In 2009, the EPA's toxic release inventory showed the Reid Gardner power plant released 169 pounds of chromium into the air, and 48,262 pounds were put in the station's coal ash landfill near the Muddy River, which flows into Lake Mead, Southern Nevada's primary drinking water supply.
The groups' report said that in addition to hexavalent chromium, coal ash contains other toxic elements that can cause cancer and damage the nervous system and organs, especially in children.

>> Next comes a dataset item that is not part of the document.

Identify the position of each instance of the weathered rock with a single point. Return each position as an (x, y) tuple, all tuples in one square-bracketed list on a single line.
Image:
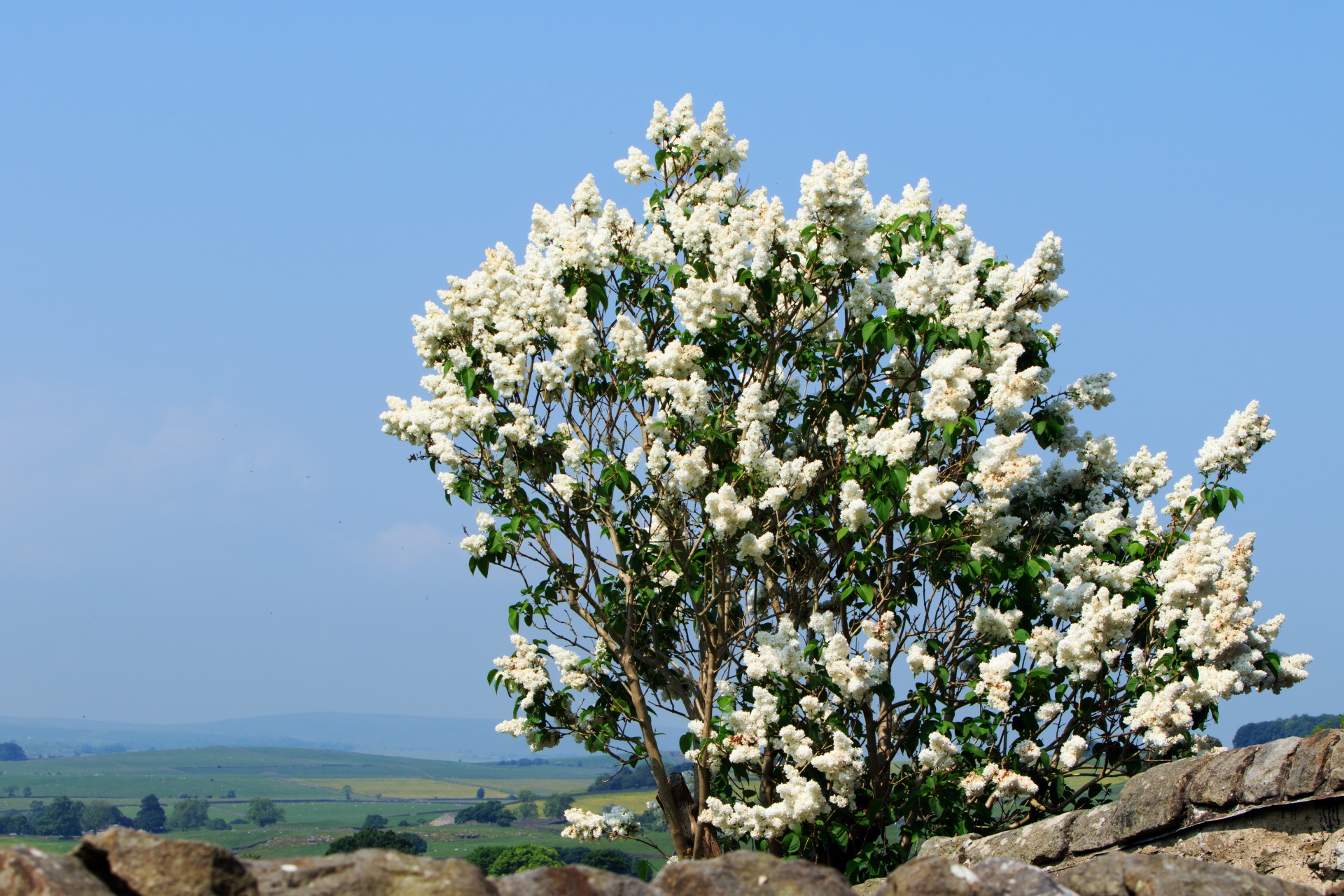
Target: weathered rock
[(750, 874), (1265, 777), (1335, 769), (1307, 771), (1132, 875), (1154, 801), (1040, 844), (936, 876), (31, 872), (1094, 830), (1011, 878), (371, 872), (571, 880), (952, 848), (1218, 782), (159, 867)]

According to the report titled "EPA's Blind Spot: Hexavalent Chromium in Coal Ash," the highest level of chromium reported from Reid Gardner's landfill was slightly above, or 1.1 times, the federal drinking water standard of 100 parts per billion.
Evans, senior administrative counsel for Earthjustice, said that the Reid Gardner site reported in 2007 its highest chromium level: 110 parts per billion.
NV Energy's Severts said that sample was collected "up-gradient" from the Reid Gardner landfill "and likely is attributable to naturally occurring background chromium."
Las Vegas Valley Water District spokesman J.C. Davis, said his agency can detect chromium down to one-half of a part per billion in drinking water samples.
The district has tested for chromium for several years in Las Vegas tap water, and the results have always shown it is not detectable.